I read Wrestling the Angel in the Audible edition.
Great review. We have many LDS neighbors (as well as three Mormon Chapels within two miles of my house), and work alongside many Mormons personally and professionally.
Regarding Transcendence: Did Givens describe the LDS concepts of Celestial, Terrestrial, and Telestial? These are considered the three “afterlifes” for the soul: those most pious ascend to the Celestial (correlated to the bright light of the sun), the somewhat pious to the Terrestrial (akin to the second brightest object in the sky, the moon), and the least pious to the “Telestial” (the dim stars we see at night). Everyone who doesn’t commit the Gravest Sin (the complete denial of the Holy Ghost) will get to one of these varieties of Heaven.
However, I’m not sure how this corresponds to the notion of personal resurrection (with your family), or the achievement of Messiah-hood in some other planet of the Cosmos. I’ve thought of Mormonism as a scientifically-informed take on Christianity, with the Second Coming having already occurred on Earth.
Hi Deichmans,
Thank you for the kind comment.
Givens does mention the celestial, terrestrial, and telestial afterlives, and also the Mormon idea of eternal becoming. This is what I mentioned by using Catholic conceptions but with protestant-derived terminology. This is another way of describing souls spending an extremely long period in increasingly pleasant levels of purgatory with increasing ability to participate in charitable works.

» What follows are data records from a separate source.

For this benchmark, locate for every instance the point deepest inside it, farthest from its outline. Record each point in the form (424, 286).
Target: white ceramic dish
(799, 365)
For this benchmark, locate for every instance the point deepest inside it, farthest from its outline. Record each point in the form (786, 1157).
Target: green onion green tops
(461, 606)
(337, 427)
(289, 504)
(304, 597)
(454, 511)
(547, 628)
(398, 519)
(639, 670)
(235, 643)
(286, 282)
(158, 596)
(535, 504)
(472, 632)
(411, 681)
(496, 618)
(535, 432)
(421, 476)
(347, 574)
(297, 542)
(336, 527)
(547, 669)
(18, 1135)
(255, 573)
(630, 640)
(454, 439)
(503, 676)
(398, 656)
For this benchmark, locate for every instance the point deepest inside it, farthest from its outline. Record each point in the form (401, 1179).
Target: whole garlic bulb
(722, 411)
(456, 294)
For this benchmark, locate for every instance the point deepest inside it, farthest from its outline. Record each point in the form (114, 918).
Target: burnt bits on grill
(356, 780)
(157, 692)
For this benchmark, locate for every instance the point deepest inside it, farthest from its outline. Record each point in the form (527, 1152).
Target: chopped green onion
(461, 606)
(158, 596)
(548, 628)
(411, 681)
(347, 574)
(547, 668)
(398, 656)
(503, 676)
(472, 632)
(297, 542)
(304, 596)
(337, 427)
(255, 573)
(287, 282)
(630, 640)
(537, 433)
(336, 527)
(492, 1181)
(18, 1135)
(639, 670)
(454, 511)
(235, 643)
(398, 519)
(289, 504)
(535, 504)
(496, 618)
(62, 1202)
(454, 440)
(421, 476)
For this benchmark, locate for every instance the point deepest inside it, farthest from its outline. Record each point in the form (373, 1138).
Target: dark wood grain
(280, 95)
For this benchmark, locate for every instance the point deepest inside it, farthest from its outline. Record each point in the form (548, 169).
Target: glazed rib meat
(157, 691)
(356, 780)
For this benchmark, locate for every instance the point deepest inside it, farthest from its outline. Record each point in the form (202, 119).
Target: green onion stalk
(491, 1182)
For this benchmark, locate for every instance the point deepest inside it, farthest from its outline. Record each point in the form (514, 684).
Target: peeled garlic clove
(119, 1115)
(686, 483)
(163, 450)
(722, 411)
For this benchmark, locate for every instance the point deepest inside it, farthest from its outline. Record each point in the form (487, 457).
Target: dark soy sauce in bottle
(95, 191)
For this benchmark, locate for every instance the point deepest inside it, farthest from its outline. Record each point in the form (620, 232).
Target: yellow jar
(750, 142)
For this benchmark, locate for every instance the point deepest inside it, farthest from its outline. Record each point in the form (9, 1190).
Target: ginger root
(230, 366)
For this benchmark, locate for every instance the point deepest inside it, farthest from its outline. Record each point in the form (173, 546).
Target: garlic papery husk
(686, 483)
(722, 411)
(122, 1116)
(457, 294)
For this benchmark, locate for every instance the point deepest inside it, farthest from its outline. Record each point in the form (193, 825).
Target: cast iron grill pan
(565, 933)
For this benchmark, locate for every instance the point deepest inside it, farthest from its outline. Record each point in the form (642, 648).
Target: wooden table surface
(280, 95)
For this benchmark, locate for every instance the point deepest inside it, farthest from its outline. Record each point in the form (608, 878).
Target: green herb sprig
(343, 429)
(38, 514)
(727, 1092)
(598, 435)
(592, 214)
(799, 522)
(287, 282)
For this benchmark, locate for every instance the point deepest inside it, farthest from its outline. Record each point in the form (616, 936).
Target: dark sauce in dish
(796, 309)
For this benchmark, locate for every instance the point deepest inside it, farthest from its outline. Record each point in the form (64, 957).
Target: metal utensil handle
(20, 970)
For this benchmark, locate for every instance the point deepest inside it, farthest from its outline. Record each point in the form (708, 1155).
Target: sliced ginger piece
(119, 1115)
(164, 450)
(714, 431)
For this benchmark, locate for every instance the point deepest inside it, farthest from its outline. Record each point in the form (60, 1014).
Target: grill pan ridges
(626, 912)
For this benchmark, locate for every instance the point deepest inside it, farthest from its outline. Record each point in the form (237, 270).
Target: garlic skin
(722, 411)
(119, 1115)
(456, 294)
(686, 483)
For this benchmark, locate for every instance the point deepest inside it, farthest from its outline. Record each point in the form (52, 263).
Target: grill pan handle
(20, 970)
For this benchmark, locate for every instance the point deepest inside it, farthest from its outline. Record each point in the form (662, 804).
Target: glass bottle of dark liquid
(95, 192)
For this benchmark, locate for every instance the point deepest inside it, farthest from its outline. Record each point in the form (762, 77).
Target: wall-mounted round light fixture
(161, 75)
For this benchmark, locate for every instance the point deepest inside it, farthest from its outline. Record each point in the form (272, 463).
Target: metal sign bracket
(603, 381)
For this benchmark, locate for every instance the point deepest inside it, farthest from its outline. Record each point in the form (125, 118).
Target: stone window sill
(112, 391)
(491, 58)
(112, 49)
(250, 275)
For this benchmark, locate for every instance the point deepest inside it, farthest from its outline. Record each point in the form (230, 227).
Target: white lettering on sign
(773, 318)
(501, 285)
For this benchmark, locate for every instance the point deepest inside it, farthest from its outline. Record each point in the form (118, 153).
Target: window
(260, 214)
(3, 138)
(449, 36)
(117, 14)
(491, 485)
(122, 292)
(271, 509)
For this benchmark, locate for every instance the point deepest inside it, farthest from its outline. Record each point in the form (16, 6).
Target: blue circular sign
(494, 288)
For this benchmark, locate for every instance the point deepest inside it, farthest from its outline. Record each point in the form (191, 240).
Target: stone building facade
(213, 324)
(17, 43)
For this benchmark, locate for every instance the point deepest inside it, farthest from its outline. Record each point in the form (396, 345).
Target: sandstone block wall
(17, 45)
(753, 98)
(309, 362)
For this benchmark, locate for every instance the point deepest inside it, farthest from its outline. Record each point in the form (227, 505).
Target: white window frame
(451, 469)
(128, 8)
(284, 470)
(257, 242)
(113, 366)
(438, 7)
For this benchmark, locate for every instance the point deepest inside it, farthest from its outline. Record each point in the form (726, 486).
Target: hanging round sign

“I’ve thought of Mormonism as a scientifically-informed take on Christianity, with the Second Coming having already occurred on Earth.”
This is what I thought as well, but after reading this book, such a conclusion is confusing or misdirecting.
Mormonism is not “just” a Christianity that believes the Second Coming has occurred. It is a Christianity that believes God the Father is a literal human being, a creature with a birthday who obeys pre-existing moral laws and has a birthday. It rejects both the near-eastern idea that God is timeless (even the worshipers of Ba’al conceded that) and the Greco-Roman idea of the Prime Mover.
Except for this last idea Mormonism struck me as an instance of messianic Judaism. Mormons do not have a creed, but they have enough cosmology to deny the first assumption of every other cosmology. (Given that Mormonism is an open cannon though, it’s possible this will be resolved in time.)